Violate Best Practices at your own risk

Learned something new in one of those crazy, all night "the sky is falling" scenarios that turn out to be a stubborn admin shooting himself in the foot. He chose to ignore best practices that state: put users into global groups, and then global groups into...well...whatever is necessary.

He decided to put users into universal groups in another domain, even though all the users were from one domain and should have simply been put into a global group in their own domain.  The reason? Politics and stubbornness.

You see, we were forced to create some additional domains against our best advice. And then, again, despite our advice to just put centralized computer resources in those domains (a la the old NT resource domain model) they decided to put security groups in that domain, as well. Because they wanted to.
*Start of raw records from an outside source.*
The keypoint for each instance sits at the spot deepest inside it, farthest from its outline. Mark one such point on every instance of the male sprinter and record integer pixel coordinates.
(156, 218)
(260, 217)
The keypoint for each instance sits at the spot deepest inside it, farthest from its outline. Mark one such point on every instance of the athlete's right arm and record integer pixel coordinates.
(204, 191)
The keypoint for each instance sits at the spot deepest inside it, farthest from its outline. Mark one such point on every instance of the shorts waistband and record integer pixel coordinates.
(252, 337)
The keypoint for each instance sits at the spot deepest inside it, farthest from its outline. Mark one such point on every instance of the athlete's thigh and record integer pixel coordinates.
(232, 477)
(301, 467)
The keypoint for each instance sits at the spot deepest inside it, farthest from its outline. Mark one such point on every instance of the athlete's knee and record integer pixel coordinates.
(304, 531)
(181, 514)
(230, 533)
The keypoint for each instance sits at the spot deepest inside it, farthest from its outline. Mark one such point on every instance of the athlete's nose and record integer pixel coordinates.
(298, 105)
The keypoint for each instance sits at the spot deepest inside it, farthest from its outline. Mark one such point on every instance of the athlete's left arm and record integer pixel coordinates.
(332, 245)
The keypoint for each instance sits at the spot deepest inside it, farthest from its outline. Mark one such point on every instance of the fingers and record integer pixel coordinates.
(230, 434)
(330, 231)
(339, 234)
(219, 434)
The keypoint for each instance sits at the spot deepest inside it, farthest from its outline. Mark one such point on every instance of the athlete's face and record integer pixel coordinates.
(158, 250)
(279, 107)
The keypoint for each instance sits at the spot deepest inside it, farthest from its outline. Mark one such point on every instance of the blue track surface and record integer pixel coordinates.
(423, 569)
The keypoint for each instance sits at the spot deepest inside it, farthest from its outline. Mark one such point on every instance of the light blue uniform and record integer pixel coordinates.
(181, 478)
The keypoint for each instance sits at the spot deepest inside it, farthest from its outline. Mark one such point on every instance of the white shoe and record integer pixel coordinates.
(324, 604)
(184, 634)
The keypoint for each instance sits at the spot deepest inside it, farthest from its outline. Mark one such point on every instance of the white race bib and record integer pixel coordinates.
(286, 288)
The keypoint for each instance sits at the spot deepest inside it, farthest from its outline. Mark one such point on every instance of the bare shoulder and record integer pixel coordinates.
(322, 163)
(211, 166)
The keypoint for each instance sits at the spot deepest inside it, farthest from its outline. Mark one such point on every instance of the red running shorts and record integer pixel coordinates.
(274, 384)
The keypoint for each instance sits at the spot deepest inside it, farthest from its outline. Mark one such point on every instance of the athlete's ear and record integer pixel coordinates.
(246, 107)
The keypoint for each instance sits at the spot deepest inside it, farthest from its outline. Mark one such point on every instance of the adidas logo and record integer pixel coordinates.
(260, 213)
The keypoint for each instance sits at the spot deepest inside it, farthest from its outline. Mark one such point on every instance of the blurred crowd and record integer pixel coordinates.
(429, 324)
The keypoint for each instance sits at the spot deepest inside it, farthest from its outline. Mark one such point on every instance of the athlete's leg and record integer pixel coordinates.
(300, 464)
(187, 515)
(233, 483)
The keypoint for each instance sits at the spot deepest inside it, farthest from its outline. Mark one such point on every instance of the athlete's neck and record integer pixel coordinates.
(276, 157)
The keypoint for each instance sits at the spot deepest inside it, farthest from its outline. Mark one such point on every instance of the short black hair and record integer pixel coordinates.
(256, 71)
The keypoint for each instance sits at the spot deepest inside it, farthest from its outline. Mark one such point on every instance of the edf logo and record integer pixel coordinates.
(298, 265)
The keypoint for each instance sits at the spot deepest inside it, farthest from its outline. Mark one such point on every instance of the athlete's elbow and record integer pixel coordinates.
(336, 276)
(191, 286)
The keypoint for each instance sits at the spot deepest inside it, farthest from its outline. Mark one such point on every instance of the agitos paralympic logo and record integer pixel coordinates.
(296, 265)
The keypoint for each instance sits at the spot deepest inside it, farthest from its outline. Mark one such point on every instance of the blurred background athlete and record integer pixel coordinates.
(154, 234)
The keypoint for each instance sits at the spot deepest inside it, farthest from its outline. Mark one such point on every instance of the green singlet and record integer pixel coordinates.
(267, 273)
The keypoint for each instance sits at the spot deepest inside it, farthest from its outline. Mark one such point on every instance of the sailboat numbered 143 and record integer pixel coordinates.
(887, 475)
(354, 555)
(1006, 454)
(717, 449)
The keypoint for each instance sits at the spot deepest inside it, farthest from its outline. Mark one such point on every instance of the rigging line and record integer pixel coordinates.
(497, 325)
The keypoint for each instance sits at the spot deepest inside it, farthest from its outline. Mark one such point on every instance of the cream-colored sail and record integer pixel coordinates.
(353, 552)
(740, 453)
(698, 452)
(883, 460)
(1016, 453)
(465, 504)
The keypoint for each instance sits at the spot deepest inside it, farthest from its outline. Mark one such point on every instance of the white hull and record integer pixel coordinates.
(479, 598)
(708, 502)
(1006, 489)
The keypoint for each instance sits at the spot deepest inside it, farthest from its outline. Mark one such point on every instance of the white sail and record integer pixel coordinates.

That made the groups Universal.

On the surface, that seems fine...except for the following:
Scenario Setup
1)  All the users were in domain X
2) The computers were in domain Y
3) The security groups were in domain Y (for no reason except political)
4) The OUs containing the users in domain X are being renamed and reorganized
5) All the DCs in domain X and domain Y are GCs, except two per domain: 1 for backups (DIT is smaller); and 1 for the Inf Master.
6) All the DCs that are GCs got the message about the OU changes.
7) But...there are phantom records in the Universal groups that only get updated about every two days...so...the groups broke because for some inexplicable reason, the servers consuming the groups fell in love with the Inf Master role holder.

Ouch.

Phantom Records
Most of us tend to forget about those lovely little phantom records. See Microsoft KB 248047 for details. Basically, non-GC DCs have no direct knolwedge of objects in other trusted domains, because they don't have a GC. So groups like universal groups containing accounts from trusted domains in Active Directory insert a phantom object for these cross-domain group-to-user references.

Phantom records only contain:
  • The distinguished name of the object
  • The GUID of the object
  • The SID of the object
When a user is added to a universal group, for example, in another domain, any non-GC DCs add one of these phantom objects representing the remote user. That way, they can "intellegently" display and identify the user when someon peaks into the group, without requiring access to a GC.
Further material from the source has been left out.